UCA Board of Trustees member Rush Harding III was subpoenaed Aug. 3, and was scheduled to appear before the grand jury Sept. 7 regarding various actions of the past administration during former UCA President Lu Hardin’s tenure.
Harding, a 19-year board member confirmed Monday that he’d been subpoenaed and said he assumes it is regarding issues during the former president’s time in office. He said he has been interviewed various times by the FBI regarding activity that occurred during the last administration.
According to a September 4 Arkansas Democrat-Gazette article, UCA General Counsel Tom Courtway released a subpoena dated Dec. 8, 2009, ordering UCA to release “computer and electronic information” previously used by Hardin former Senior Vice President Joe Darling.
A grand jury normally consists of 16 to 23 members, and is used to determine whether an individual has committed a crime and should be put on trial. If the grand jury decides there is enough evidence, it will issue an indictment against the defendant.
According to an Aug. 27, 2008 article in The Echo, Hardin distributed a memo to the UCA Board of Trustees during executive session on May 2, 2008. The memo requested an incentive bonus of $300,000 for himself and asked for $150,000 a year to be put in a deferred-income fund beginning in January 2009.
The bonus would have come from the board’s Auxilary Endowment Fund, which the board said was private funds, according to an Aug. 21, 2008 Echo article.
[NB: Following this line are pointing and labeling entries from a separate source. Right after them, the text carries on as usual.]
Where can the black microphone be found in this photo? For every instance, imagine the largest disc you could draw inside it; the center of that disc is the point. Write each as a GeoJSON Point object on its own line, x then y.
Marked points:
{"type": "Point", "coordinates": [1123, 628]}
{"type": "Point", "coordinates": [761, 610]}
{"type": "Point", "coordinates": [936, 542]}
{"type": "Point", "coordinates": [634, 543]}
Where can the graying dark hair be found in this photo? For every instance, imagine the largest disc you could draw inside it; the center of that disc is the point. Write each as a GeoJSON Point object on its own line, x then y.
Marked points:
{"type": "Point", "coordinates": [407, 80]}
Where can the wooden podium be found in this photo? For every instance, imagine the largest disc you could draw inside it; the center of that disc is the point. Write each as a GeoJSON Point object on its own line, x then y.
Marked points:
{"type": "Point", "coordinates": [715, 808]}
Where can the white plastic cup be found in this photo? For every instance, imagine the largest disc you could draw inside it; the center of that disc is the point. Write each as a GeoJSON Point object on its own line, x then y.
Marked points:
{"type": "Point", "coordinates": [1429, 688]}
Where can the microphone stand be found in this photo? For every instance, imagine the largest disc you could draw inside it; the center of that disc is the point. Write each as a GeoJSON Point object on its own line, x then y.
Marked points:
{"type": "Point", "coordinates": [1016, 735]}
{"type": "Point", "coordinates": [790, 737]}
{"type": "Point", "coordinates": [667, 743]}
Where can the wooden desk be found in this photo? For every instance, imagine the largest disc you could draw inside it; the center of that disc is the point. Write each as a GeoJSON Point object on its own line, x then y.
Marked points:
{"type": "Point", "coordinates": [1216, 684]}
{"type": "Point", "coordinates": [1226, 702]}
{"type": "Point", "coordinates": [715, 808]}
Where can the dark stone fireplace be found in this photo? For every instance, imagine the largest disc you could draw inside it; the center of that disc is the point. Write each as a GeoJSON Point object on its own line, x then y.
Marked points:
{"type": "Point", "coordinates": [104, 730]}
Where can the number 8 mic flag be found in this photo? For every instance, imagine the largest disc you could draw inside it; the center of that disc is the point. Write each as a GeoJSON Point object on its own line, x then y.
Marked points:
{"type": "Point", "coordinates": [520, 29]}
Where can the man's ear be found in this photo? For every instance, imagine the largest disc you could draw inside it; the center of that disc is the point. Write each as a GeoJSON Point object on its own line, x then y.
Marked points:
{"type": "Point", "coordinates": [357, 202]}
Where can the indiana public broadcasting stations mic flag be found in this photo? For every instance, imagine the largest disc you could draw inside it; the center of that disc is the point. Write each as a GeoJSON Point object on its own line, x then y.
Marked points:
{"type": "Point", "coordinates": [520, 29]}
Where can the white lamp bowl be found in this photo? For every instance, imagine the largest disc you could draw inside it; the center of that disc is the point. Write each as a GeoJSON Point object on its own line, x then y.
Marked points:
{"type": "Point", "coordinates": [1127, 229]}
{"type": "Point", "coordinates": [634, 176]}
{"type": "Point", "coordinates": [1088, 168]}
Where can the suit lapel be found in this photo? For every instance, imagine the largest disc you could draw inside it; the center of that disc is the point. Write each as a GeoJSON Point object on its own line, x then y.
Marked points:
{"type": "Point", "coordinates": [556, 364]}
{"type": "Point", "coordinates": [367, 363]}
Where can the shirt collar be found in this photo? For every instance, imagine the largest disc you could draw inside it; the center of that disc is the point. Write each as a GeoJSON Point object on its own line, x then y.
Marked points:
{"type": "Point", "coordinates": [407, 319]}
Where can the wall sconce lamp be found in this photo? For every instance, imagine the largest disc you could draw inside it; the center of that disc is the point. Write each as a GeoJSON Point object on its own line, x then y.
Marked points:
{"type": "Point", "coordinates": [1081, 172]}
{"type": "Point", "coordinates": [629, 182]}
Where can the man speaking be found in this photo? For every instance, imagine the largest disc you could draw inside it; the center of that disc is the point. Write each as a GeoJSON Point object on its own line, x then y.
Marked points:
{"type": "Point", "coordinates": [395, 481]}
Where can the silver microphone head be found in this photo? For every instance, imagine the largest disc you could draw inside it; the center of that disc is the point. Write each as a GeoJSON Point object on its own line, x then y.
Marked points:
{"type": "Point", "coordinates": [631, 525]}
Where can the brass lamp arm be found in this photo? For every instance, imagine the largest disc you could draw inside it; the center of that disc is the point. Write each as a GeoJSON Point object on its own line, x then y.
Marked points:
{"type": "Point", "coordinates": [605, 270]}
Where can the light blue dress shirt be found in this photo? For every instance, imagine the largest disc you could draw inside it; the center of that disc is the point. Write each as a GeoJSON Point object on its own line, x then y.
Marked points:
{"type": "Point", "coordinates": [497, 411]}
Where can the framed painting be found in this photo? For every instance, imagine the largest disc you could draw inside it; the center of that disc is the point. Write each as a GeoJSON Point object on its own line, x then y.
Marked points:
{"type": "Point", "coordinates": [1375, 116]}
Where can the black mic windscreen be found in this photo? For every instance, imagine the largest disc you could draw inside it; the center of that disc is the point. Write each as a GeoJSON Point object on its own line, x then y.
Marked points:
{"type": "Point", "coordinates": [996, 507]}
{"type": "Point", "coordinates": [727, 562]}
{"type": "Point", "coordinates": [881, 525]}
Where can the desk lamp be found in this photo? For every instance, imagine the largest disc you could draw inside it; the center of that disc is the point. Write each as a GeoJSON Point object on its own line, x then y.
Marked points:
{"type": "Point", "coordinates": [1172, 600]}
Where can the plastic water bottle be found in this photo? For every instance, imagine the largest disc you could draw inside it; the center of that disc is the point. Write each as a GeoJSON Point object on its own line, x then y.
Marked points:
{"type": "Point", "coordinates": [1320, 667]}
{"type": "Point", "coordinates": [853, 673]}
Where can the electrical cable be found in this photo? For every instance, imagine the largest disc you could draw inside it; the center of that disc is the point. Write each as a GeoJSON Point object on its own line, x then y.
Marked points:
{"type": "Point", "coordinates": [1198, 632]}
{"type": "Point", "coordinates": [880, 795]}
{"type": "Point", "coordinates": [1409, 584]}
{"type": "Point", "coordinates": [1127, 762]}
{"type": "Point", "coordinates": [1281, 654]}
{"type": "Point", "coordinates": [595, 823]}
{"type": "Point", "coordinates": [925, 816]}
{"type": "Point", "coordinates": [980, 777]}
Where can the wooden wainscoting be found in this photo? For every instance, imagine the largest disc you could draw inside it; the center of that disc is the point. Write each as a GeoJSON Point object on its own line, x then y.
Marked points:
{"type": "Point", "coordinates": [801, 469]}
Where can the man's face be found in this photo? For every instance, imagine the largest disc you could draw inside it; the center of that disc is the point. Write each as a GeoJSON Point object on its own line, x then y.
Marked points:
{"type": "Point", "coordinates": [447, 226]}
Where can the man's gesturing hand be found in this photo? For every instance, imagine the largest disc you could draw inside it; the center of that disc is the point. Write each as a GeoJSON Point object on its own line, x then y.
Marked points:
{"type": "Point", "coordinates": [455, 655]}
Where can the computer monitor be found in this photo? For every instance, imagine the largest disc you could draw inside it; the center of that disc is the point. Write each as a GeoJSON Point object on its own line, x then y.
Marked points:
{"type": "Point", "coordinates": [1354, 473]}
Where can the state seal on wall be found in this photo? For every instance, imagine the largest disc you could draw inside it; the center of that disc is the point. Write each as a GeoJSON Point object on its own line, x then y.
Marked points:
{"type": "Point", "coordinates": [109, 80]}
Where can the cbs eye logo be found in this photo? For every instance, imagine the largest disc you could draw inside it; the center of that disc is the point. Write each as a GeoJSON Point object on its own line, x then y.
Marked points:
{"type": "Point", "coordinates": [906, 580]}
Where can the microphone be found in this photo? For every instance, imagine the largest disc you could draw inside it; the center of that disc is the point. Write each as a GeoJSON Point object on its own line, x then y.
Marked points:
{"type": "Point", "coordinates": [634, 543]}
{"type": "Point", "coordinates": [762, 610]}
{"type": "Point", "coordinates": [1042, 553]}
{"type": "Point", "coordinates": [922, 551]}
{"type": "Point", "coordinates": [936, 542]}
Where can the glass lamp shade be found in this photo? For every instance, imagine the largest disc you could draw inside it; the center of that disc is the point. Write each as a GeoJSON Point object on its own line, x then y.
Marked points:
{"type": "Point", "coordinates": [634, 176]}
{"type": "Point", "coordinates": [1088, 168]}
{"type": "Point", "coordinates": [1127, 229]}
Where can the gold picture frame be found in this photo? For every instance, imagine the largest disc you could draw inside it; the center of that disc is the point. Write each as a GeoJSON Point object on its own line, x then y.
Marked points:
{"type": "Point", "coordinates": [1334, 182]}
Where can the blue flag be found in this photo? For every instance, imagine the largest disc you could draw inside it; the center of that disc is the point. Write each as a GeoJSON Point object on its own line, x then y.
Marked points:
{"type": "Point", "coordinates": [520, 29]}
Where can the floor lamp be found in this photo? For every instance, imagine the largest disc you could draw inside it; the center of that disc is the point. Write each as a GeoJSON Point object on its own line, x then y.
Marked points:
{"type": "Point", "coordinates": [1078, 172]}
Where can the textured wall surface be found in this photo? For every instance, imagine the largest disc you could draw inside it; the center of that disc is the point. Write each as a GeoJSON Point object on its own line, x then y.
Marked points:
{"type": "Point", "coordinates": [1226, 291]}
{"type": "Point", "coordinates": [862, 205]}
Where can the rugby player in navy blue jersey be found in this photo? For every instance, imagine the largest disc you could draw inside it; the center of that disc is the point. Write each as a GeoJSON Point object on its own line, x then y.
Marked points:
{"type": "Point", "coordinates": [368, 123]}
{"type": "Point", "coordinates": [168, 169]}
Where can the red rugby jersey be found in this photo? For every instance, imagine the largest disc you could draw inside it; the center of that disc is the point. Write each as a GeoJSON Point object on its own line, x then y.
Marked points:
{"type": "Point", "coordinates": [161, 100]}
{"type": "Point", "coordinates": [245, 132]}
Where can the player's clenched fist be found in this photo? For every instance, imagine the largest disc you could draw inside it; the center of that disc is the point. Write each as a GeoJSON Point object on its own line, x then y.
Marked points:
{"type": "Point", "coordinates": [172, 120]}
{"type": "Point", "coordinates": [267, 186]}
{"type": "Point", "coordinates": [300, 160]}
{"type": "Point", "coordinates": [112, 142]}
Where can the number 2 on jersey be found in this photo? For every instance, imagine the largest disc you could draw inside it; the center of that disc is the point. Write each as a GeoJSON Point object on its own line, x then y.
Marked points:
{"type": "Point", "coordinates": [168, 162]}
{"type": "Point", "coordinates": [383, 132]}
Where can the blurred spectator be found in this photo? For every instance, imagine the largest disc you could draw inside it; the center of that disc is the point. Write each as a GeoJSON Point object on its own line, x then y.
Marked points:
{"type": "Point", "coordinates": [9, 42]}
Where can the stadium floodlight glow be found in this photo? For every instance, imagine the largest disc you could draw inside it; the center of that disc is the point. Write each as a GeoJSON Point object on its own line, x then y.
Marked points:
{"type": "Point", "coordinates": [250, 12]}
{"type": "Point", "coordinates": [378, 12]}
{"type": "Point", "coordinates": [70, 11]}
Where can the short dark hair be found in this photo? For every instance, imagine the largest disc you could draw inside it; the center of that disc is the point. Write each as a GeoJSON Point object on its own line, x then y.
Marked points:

It was later determined that the fund was public money and the bonus should have been voted on publicly.
Hardin submitted his resignation at an Aug. 28, 2008 UCA Board of Trustees meeting where he received about $928,000 in settlement funds, a Sept. 3, 2008 Echo article stated.
Hardin is currently serving as university president of Palm Beach Atlantic University.
Harding testified Tuesday to the grand jury, but a decision whether to make an indictment could take months.